Boatwright might not have consciously thought he would dance again, but he did begin to go over to King's studio to take classes. He liked the unpressured atmosphere and being around mature dancers. Just for fun, he learned King's Shostakovich Pas de Deux. It turned out to be a fateful decision. When Greg Dawson fell ill and couldn't perform, King asked Boatwright if he could replace him.
"I still had the hip problem and knee trouble," says Boatwright, "but I danced anyway. I had a challenge. After that performance, I left teaching and joined Alonzo's company. Because his company is small, we can have personal relationships that allow us to go further with one another and explore the choreography. It pushes me to give one hundred percent and take more chances. I've learned to channel my energies. Now I feel something magical developing between me and the audience--a connection--that I never experienced before.
"Some of this gas to do with Alonzo's choreography. It always has a lot of meaning; it's not just about formations. For instance, in his Ocean you feel all aspects of the ocean--the ebb and flow--and how that relates to our lives. It transmits a beautiful feeling."
Boatwright's partners feel that he does, too. Chiharu Shibata has often danced with him during her five years with Lines. "I always dreamed of dancing with him when I was in the San Francisco Ballet school," says Shibata, "and it's been wonderful. He has so I many ideas about how to approach certain combinations and . . . he can sense what I'm trying to do."

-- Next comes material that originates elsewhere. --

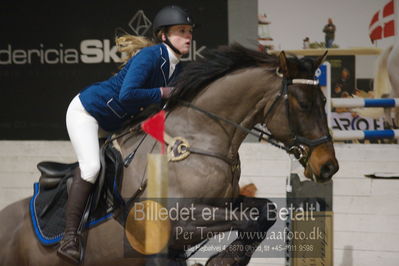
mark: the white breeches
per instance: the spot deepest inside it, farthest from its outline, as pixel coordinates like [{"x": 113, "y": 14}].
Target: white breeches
[{"x": 83, "y": 130}]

Except in passing, he doesn't talk about his knee operations or his tinnitus, a form of deafness caused by the painkillers he took over the years. Dancers often have physical difficulties; he's had more than usual, and yet still performs with tremendous physical and emotional intensity.

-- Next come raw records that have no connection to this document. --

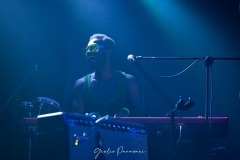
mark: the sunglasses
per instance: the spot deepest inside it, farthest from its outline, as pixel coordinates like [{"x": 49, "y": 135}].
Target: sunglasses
[{"x": 92, "y": 48}]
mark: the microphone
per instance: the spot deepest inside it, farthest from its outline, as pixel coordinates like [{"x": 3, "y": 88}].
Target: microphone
[{"x": 131, "y": 58}]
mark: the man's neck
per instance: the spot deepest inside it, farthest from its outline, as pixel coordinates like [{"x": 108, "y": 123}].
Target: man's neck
[{"x": 104, "y": 73}]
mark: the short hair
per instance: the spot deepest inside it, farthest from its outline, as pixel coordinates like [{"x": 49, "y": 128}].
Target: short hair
[{"x": 104, "y": 40}]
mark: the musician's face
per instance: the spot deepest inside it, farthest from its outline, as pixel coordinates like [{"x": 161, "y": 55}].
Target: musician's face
[{"x": 95, "y": 54}]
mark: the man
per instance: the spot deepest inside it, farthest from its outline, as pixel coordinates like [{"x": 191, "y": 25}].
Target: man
[{"x": 105, "y": 91}]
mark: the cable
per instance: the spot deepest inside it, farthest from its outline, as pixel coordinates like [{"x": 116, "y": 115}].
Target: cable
[{"x": 171, "y": 75}]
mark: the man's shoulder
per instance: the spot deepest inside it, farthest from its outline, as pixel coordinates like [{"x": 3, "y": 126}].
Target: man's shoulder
[{"x": 130, "y": 78}]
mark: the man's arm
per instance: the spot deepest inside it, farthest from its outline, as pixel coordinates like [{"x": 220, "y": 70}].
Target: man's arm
[{"x": 78, "y": 103}]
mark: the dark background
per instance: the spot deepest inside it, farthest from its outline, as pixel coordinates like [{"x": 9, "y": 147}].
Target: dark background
[{"x": 52, "y": 34}]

"I'll always remember Marcia Haydee telling us we had to go on, no matter what," says Boatwright. "From her, I learned not to dwell on physical problems. She proved that someone need not be perfect to be a great dancer--that feeling or soul is more important than what the body can do. As a result, there was truth in her dancing.

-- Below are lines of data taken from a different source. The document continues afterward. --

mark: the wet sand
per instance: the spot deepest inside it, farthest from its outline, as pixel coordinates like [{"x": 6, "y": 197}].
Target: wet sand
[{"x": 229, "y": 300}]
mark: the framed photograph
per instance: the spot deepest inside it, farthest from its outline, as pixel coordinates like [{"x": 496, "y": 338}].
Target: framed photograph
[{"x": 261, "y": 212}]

"I feel that realness in Alonzo's choreography. There comes a time in an artist's life when he should be able to enjoy himself. I needed a choreographer who would allow me that. Alonzo gives me that freedom because--as with Marcia--there's truth in his work."
| Brooklyn-born Christopher Boatwright, perhaps the finest African American danseur of his generation, electrified San Francisco in the final decade of his too-brief life. A high school athlete of uncommon distinction, he had considered a career in law, which was all but forgotten when he started classes with Merce Cunningham.
He spent much of his adolescence sampling the New York dance world. Stints at the School of American Ballet and the American Ballet Theatre School convinced him that classical dance was where his destiny lay. A 1973 Met tour by John Cranko's Stuttgart Ballet led Boatwright to audition for its school. He spent nine years with the renowned German company, which already had several black dancers on the roster. In Stuttgart, he was permitted to perform the romantic heroes, such as Romeo and Siegfried, assignments that would be denied him and other African American men on home turf. Boatwright returned to the United States in the early 1980s, joined Alonzo King's Lines Ballet for a season and, in 1988, was invited by Helgi Tomasson to join the San Francisco Ballet. He distinguished himself throughout the repertoire; his pure line, noble demeanor and lyrical attack served the choreography of Frederick Ashton, Paul Taylor, James Kudelka and Tomasson. He left an indelible impression on the company. Boatwright's San Francisco Ballet career ended in 1992, when the painkillers he was taking for a hip injury brought on a severe hearing loss. He started teaching, pulled himself back into shape and rejoined Lines. A brief but blazing comet streaking over the Bay Area sky, Boatwright died of complications from AIDS in 1997.